Aeroporto em obras, o péssimo estado das ruas e avenidas de Cuiabá e Várzea Grande e as críticas dos próprios moradores quanto ao caos em que a cidade se encontra devido às intervenções para a realização da Copa do Mundo de 2014 foram tema de uma matéria no site português Público”.
O texto, assinado pela jornalista Alessandra Prado Coelho e com fotos de Nelson Garrido, não poupa críticas à Capital mato-grossense, na reportagem intitulada “Com tanta obra ficamos todos estressados”.
A jornalista relata os desafios enfrentados pela reportagem para transitar pela cidade e o "estresse" que as obras têm causado à população, principalmente aos motoristas.
“Acabávamos de atravessar uma hora de trânsito exasperante, com estradas cortadas, desvios, terra, lama, e condutores à beira de um ataque de nervos (...) Nós fomos vítimas do caos que estas obras estão a provocar na cidade”, diz trecho do texto.
A reportagem relata a situação vivenciada por um motorista que precisava arcar com os danos causados em um automóvel alugado, após dirigir 1.700 km por estradas de má qualidade e finaliza:
“Aqui paga-se o terceiro mundo e depois paga-se o primeiro”.
Clique AQUI ou leia a seguir a íntegra do texto:
Com tanta obra ficamos todos “estressados”

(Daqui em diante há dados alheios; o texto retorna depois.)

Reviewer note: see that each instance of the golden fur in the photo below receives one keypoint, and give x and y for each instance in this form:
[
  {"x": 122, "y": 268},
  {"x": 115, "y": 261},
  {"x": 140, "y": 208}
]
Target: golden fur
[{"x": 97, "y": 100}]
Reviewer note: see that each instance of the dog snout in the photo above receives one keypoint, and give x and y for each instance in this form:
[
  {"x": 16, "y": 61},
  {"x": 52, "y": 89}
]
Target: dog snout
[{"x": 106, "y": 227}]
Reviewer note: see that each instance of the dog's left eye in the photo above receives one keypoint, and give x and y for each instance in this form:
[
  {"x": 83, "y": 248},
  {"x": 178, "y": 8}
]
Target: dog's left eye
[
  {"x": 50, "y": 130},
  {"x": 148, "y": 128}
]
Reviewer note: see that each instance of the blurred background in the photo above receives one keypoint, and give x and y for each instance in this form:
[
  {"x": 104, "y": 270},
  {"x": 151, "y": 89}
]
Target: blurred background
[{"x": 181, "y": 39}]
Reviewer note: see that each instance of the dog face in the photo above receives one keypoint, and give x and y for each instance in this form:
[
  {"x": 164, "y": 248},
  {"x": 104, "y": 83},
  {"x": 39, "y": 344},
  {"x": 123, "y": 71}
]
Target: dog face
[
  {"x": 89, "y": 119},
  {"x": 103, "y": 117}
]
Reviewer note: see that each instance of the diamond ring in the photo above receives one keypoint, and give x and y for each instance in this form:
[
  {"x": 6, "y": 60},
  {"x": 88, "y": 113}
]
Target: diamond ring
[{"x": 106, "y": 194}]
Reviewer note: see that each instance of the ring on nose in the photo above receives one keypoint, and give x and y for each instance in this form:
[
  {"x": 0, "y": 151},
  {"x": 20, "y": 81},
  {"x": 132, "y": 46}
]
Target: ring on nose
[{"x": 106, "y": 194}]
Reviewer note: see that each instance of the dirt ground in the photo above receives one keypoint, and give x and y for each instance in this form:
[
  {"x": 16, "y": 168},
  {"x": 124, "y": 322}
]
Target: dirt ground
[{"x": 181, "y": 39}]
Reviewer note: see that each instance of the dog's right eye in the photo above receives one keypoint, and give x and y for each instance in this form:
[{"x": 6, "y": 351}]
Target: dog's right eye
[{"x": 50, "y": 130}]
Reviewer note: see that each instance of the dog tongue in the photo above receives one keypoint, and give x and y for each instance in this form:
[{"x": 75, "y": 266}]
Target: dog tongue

Estamos numa Rent-a-Car junto ao aeroporto de Cuiabá. À nossa volta, obras e mais obras. Acabámos de atravessar uma hora de trânsito exasperante, com estradas cortadas, desvios, terra, lama, e condutores à beira de um ataque de nervos. Pagamos uma hora extra de aluguel pelo atraso com que entregamos o carro.
No Diário de Cuiabá lemos entretanto que o ministro da Aviação Civil, Moreira Franco, vistoriou os trabalhos do Aeroporto Marechal Rondon “e não ficou nada satisfeito com o que viu”, exigindo que o novo terminal fique concluído até ao final de Março. Neste momento, segundo o jornal, apenas 40% da obra foi feita. E a Copa vem aí.
Nós fomos vítimas do caos que estas obras estão a provocar na cidade. Mas só podemos relativizar a nossa situação quando ouvimos outro cliente que acaba de entrar na rent-a-car. O homem, brasileiro, acaba de percorrer 1700 quilómetros a trabalho (desnecessários, porque afinal a empresa tinha-se enganado ao indicar-lhe o destino, e ele podia ter voado para outra cidade). Está para lá de “estressado”, como ele próprio diz.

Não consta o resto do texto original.